Statistical Inference

Central Limit Theorem
Basic Inferential Data Analysis

Central Limit Theorem

The Central Limit Theorem (CLT) states that given a sufficiently large sample size from a population with finite variance, the mean of all samples from the same population will be approximately equal to the mean of the population. The samples means will follow an approximate normal distribution pattern centered at the population mean and the variance being approximately equal to the variance of the population divided by each sample’s size.

In this part I investigate the exponential distribution in R and compare it with the CLT. The exponential distribution can be simulated in R with rexp(n, lambda) where lambda is the rate parameter. The mean of exponential distribution is 1/lambda and the standard deviation is also 1/lambda.

Here, I investigate the distribution of averages of 40 exponentials and do a thousand simulations for lambda=0.2:

set.seed(12345)
lambda <- 0.2  # rate parameter
n <- 40        # a sample size
n_sim <- 1000  # number of simulations
# each row is a sample 
sims <- matrix(rexp(n*n_sim,lambda),ncol = n)

According to the CLT, the samples means are distributed approximately normally. I create a function norm_approx to compare the distribution of the means with:

norm_approx <- function(x,mean,sd,n){
    dnorm(x,mean = mean,sd=sd/sqrt(n))
}

Here, I plot the normalized histogram of the means and compare it with norm_approx:

means <- apply(sims, 1, mean)
library(ggplot2)
g<-ggplot(data = data.frame(means=means),aes(x=means))
g<-g+geom_histogram(binwidth=0.3,col='blue',
                    fill='lightblue',center=1/lambda,
                    aes(y=..density..))
g+stat_function(fun=norm_approx,
                args = list(mean=1/lambda,sd=1/lambda,n=n),geom='line',size=2)+
    xlim(2.5,7.5) + ylim(0,0.6) + ylab('Probability Density')

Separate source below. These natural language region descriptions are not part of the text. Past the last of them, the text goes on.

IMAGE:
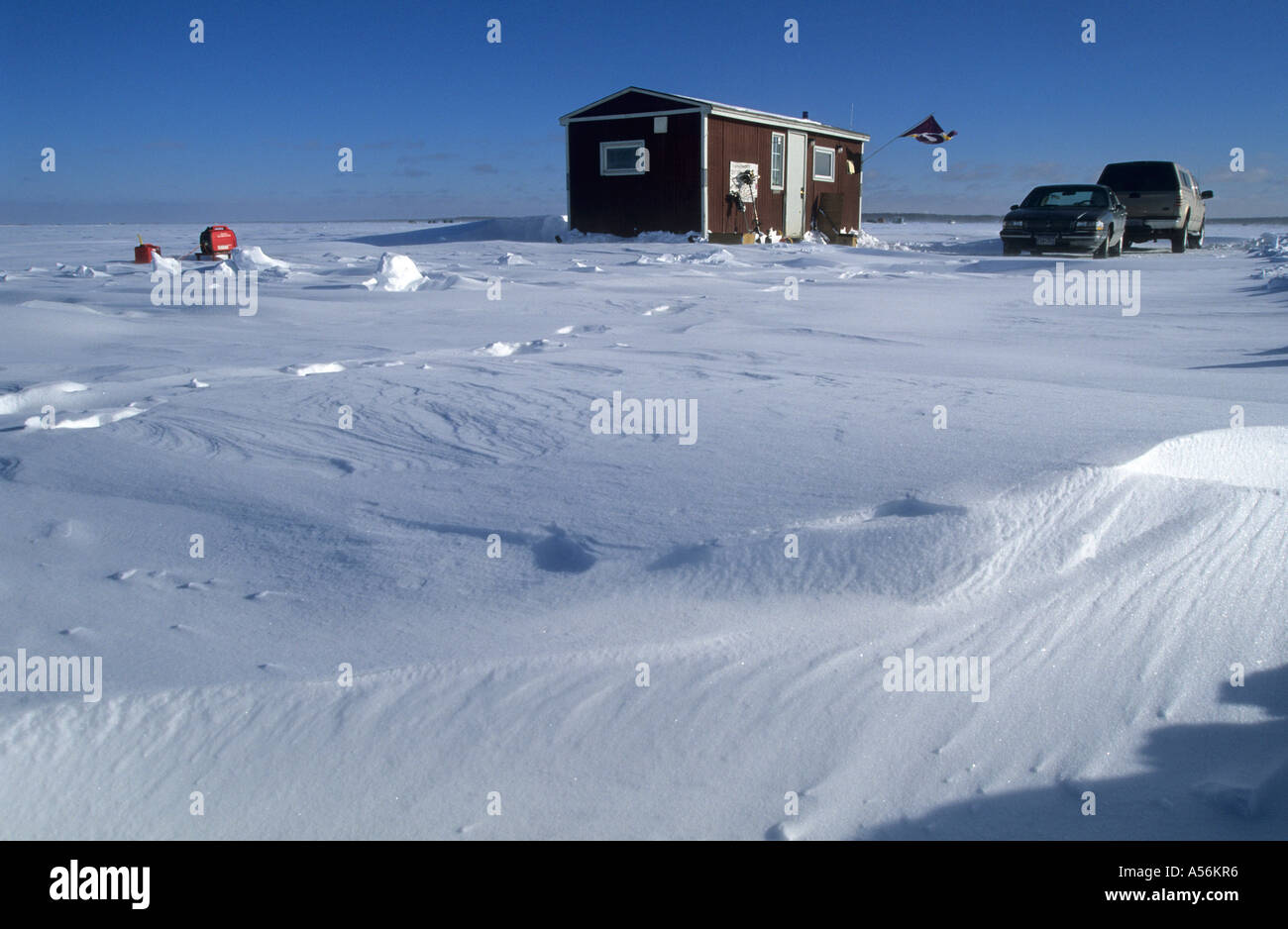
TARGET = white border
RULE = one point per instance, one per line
(603, 151)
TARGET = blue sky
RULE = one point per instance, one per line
(149, 126)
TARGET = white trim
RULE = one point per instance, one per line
(787, 123)
(704, 231)
(782, 163)
(630, 116)
(812, 162)
(604, 171)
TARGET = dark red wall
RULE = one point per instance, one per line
(668, 198)
(635, 102)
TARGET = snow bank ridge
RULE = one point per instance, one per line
(1245, 456)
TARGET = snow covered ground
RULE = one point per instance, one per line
(1051, 491)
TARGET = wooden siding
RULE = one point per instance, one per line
(737, 141)
(668, 198)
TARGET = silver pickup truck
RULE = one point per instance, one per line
(1163, 202)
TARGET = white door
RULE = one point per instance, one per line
(794, 223)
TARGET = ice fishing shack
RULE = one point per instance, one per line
(642, 161)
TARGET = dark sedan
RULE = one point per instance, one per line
(1070, 218)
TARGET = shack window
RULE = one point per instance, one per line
(777, 146)
(618, 157)
(824, 163)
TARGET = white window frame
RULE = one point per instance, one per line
(604, 171)
(782, 161)
(812, 162)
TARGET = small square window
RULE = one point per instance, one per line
(619, 157)
(824, 163)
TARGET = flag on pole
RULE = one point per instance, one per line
(928, 132)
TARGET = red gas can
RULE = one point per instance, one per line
(218, 240)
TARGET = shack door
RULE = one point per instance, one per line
(794, 193)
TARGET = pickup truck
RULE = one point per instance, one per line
(1163, 202)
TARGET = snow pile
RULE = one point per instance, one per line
(166, 265)
(37, 396)
(576, 236)
(1060, 527)
(500, 229)
(256, 260)
(1273, 246)
(1245, 457)
(717, 257)
(506, 349)
(84, 271)
(395, 273)
(317, 368)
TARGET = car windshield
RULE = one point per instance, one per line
(1065, 196)
(1140, 175)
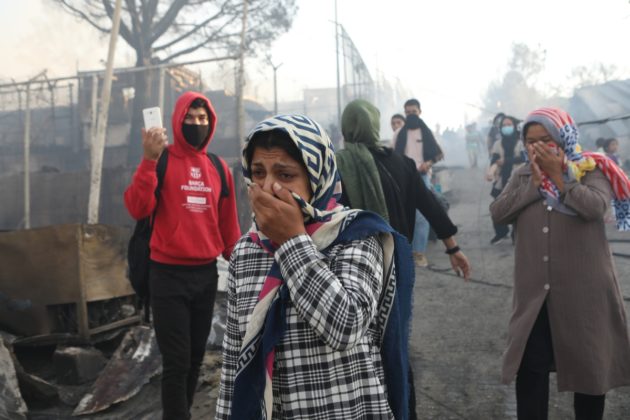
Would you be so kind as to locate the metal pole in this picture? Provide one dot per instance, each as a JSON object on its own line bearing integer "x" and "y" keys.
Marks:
{"x": 94, "y": 113}
{"x": 338, "y": 77}
{"x": 98, "y": 144}
{"x": 161, "y": 89}
{"x": 240, "y": 108}
{"x": 275, "y": 85}
{"x": 27, "y": 160}
{"x": 275, "y": 92}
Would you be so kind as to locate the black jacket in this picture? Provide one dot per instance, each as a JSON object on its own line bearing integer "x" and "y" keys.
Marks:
{"x": 405, "y": 192}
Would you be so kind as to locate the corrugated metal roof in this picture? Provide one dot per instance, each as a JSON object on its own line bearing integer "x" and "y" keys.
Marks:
{"x": 598, "y": 102}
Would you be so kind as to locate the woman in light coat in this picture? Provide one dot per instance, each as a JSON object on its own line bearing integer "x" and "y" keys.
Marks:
{"x": 568, "y": 313}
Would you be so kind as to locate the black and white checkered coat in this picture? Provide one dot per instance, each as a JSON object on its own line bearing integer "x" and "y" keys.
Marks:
{"x": 328, "y": 364}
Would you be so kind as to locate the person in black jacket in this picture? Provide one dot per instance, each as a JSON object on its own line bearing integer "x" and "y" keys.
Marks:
{"x": 386, "y": 182}
{"x": 381, "y": 180}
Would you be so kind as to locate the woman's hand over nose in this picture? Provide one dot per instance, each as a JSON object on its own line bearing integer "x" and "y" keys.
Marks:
{"x": 278, "y": 215}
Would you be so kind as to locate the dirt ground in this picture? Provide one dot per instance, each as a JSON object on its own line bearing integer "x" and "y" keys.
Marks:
{"x": 459, "y": 330}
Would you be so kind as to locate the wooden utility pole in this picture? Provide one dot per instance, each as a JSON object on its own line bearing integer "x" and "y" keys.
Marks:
{"x": 27, "y": 153}
{"x": 98, "y": 142}
{"x": 240, "y": 80}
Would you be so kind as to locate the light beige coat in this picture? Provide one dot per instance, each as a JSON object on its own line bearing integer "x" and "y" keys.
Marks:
{"x": 567, "y": 261}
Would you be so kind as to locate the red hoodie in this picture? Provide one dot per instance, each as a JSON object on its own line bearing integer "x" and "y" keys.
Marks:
{"x": 193, "y": 224}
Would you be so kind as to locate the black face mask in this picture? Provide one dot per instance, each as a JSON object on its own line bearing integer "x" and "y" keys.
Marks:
{"x": 195, "y": 135}
{"x": 413, "y": 121}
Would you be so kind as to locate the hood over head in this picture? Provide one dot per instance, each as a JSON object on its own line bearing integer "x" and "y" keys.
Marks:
{"x": 179, "y": 114}
{"x": 360, "y": 123}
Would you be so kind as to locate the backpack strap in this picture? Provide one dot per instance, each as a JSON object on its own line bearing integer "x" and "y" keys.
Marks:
{"x": 216, "y": 161}
{"x": 161, "y": 171}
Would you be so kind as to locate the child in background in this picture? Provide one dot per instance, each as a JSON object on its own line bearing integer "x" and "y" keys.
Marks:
{"x": 611, "y": 149}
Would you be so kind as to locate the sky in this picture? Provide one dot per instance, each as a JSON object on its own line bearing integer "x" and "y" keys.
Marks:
{"x": 444, "y": 52}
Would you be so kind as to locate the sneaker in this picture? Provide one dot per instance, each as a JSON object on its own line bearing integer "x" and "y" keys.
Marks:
{"x": 420, "y": 260}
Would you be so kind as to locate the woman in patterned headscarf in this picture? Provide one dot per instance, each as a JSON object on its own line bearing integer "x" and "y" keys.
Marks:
{"x": 568, "y": 314}
{"x": 319, "y": 297}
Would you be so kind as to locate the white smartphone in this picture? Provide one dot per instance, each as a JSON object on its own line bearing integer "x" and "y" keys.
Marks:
{"x": 152, "y": 117}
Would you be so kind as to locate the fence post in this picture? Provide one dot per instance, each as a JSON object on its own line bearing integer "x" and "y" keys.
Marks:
{"x": 98, "y": 143}
{"x": 27, "y": 159}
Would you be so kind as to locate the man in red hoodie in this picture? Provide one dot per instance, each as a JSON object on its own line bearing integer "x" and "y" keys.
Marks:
{"x": 193, "y": 225}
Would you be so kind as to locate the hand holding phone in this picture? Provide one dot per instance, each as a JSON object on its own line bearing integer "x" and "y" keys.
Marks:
{"x": 153, "y": 135}
{"x": 152, "y": 117}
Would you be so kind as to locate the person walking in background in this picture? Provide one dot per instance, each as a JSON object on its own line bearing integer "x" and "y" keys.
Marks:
{"x": 494, "y": 134}
{"x": 379, "y": 179}
{"x": 319, "y": 296}
{"x": 192, "y": 226}
{"x": 568, "y": 313}
{"x": 506, "y": 153}
{"x": 611, "y": 149}
{"x": 415, "y": 140}
{"x": 397, "y": 121}
{"x": 474, "y": 144}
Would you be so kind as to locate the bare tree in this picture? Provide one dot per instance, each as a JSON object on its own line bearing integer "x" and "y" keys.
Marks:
{"x": 161, "y": 30}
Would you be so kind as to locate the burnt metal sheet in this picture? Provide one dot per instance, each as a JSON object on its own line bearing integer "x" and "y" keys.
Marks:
{"x": 44, "y": 270}
{"x": 12, "y": 406}
{"x": 134, "y": 363}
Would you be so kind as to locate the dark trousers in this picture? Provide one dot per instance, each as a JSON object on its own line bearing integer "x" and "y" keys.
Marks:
{"x": 182, "y": 300}
{"x": 532, "y": 379}
{"x": 501, "y": 230}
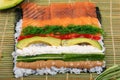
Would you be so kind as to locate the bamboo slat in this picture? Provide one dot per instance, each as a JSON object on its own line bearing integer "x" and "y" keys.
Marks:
{"x": 110, "y": 10}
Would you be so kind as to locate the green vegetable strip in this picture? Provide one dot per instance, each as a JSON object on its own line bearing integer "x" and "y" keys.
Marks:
{"x": 108, "y": 76}
{"x": 64, "y": 57}
{"x": 108, "y": 71}
{"x": 77, "y": 57}
{"x": 80, "y": 29}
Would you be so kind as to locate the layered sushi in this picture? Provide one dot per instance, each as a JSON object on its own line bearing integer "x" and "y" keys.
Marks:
{"x": 58, "y": 38}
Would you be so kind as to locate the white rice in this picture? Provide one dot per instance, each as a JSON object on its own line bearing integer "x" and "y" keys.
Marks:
{"x": 76, "y": 49}
{"x": 36, "y": 49}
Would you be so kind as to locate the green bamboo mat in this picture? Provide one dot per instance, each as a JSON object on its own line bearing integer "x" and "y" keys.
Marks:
{"x": 110, "y": 10}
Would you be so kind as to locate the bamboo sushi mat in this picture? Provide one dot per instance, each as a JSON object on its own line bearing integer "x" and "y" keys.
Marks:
{"x": 110, "y": 11}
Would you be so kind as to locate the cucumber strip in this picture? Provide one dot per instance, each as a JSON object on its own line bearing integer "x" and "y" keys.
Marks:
{"x": 41, "y": 55}
{"x": 39, "y": 58}
{"x": 64, "y": 57}
{"x": 109, "y": 70}
{"x": 111, "y": 75}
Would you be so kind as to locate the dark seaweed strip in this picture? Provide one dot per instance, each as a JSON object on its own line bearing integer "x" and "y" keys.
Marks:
{"x": 98, "y": 15}
{"x": 64, "y": 57}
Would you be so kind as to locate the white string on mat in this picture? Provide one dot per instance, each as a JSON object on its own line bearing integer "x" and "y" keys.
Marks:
{"x": 67, "y": 76}
{"x": 112, "y": 35}
{"x": 3, "y": 35}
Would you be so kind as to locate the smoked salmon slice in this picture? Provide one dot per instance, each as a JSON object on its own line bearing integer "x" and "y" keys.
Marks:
{"x": 62, "y": 10}
{"x": 84, "y": 9}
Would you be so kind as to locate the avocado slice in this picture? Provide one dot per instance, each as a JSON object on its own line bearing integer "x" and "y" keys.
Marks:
{"x": 47, "y": 40}
{"x": 5, "y": 4}
{"x": 76, "y": 41}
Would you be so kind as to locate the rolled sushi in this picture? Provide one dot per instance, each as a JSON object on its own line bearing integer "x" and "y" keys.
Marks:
{"x": 58, "y": 38}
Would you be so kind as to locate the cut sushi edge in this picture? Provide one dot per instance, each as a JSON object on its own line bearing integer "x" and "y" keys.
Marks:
{"x": 20, "y": 72}
{"x": 53, "y": 70}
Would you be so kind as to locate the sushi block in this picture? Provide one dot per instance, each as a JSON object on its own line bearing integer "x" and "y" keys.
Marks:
{"x": 58, "y": 38}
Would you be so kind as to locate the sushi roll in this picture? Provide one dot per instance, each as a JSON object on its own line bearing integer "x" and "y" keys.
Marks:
{"x": 58, "y": 38}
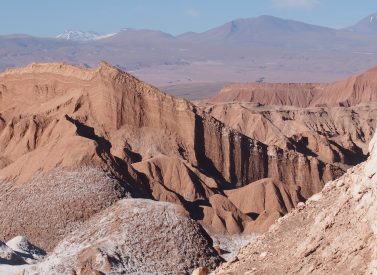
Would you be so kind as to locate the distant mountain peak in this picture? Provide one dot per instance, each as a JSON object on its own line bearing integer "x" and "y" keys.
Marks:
{"x": 77, "y": 35}
{"x": 366, "y": 25}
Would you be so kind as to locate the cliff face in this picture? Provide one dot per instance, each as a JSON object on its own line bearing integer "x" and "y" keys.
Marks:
{"x": 332, "y": 134}
{"x": 334, "y": 232}
{"x": 56, "y": 118}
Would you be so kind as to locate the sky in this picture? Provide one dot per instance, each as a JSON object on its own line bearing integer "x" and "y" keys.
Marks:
{"x": 50, "y": 17}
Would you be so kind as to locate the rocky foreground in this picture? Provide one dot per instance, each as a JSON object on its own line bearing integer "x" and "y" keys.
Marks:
{"x": 334, "y": 232}
{"x": 107, "y": 174}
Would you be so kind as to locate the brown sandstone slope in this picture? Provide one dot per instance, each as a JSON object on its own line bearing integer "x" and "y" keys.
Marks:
{"x": 127, "y": 120}
{"x": 333, "y": 233}
{"x": 349, "y": 92}
{"x": 333, "y": 134}
{"x": 57, "y": 119}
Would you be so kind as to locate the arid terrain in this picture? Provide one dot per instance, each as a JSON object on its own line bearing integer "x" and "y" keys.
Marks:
{"x": 263, "y": 48}
{"x": 91, "y": 156}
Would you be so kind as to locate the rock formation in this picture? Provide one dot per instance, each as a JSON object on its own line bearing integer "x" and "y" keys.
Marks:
{"x": 349, "y": 92}
{"x": 333, "y": 233}
{"x": 332, "y": 134}
{"x": 133, "y": 236}
{"x": 68, "y": 133}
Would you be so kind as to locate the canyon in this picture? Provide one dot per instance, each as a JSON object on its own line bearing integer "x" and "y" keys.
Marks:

Samples means and their standard deviation are

c(mean(means),sd(means))

## [1] 4.9719720 0.7847246

These values are in good agreement with the mean and the standard deviation of the norm_approx, namely

c(1/lambda,1/lambda/sqrt(40))

## [1] 5.0000000 0.7905694

Basic Inferential Data Analysis

ToothGrowth dataset contains the length of odontoblasts (cells responsible for tooth growth) in 60 guinea pigs. Each animal received one of three dose levels of vitamin C (0.5, 1, and 2 mg/day) by one of two delivery methods, orange juice (coded as OJ) or ascorbic acid (a form of vitamin C and coded as VC).

data("ToothGrowth")
str(ToothGrowth)

## 'data.frame':    60 obs. of  3 variables:
##  $ len : num  4.2 11.5 7.3 5.8 6.4 10 11.2 11.2 5.2 7 ...
##  $ supp: Factor w/ 2 levels "OJ","VC": 2 2 2 2 2 2 2 2 2 2 ...
##  $ dose: num  0.5 0.5 0.5 0.5 0.5 0.5 0.5 0.5 0.5 0.5 ...

Subsetting on OJ and CV:

data_OJ <- subset(ToothGrowth,supp=='OJ')
data_VC <- subset(ToothGrowth,supp=='VC')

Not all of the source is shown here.